Monday, April 12, 2010

WTF?


No, I’m not referring to Pope-gate. I mean, that’s definitely a WTF situation, but as I said before, I’m not going to go there. Let Catholics wrestle with their own embarrassments, I’ll try to be amused. Or even bondage-gate or whatever they’re calling it – definite amusement quotient there, but no commentary required.

What I’m talking about is Confederate History Month, because the brouhaha over celebrating rebel heritage is a real mind-blower. There are a helluva lot of Civil War buffs out there and probably even more Southerners who’ve been brought up to never forgive or forget the War of Northern Aggression. Meanwhile, everyone turns a blind eye to slavery as casus belli.

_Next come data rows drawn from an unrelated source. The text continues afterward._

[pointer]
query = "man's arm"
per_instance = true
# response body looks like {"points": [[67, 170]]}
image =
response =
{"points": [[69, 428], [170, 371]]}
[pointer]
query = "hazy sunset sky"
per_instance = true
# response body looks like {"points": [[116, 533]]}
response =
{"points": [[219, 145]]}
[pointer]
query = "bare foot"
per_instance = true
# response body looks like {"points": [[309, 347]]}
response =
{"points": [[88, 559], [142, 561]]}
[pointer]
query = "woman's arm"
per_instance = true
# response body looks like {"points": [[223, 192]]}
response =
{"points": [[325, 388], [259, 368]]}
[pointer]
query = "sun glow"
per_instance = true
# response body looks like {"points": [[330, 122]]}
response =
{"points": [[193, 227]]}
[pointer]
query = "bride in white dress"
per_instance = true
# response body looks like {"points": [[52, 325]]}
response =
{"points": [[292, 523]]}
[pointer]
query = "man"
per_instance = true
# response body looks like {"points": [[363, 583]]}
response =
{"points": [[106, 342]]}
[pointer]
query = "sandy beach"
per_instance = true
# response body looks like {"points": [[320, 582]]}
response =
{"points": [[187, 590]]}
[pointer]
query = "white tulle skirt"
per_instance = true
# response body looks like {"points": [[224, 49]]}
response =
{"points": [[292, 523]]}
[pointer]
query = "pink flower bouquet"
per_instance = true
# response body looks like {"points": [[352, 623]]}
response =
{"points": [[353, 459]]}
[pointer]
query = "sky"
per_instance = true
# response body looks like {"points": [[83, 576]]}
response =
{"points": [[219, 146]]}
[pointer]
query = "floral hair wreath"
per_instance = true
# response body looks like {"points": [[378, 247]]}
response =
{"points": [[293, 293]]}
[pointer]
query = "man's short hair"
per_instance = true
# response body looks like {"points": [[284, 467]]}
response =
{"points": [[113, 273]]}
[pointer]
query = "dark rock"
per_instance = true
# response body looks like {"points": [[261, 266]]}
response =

But wait a minute. We have in this country all these people living in the past to the extent of re-enacting it, but can you imagine Germans similarly celebrating the Third Reich? What makes the American experience so different? How come rednecks get to be sore losers when krauts don’t?

There’s no escaping the fact that Third Reich and the Confederacy were both established to uphold racism. Yet today the former is vilified but the latter continues to be celebrated. WTF? There seems to be a subtle difference between national shame and regional indignation. Germany wasn’t conquered per se, just defeated; and after the war, Germans woke up to the fact that they had murdered people who used to be their friends and neighbors and felt really shitty about it. The South, on the other hand, was brought to heel, reabsorbed back into a Union they wanted no part of; and its citizens were informed that they couldn’t have free labor from their darkies anymore and resented the hell out of it. Germans read Gunter Grass and wondered what had come over them. Southerners never accepted guilt, and they retaliated with the KKK and Jim Crow.

Doesn’t it all come down to education? Passing on indignation as part of the curriculum. Immediately after the war, Germans were taught about the evil men who had seized their country; but for generations, it would seem that Southern children have been urged to honor their forebears as heroes of states’ rights while glossing what was once euphemized as their “peculiar institution” – an inconvenient truth if ever there was one.

Today Germany is a paragon of democracy and decency (Joseph Ratzinger notwithstanding) where swastikas are outlawed. The South... I’m not so sure. As long as you still see the Confederate flag proudly displayed, it’s fair to wonder if the concept of liberty and justice for all will ever really take hold.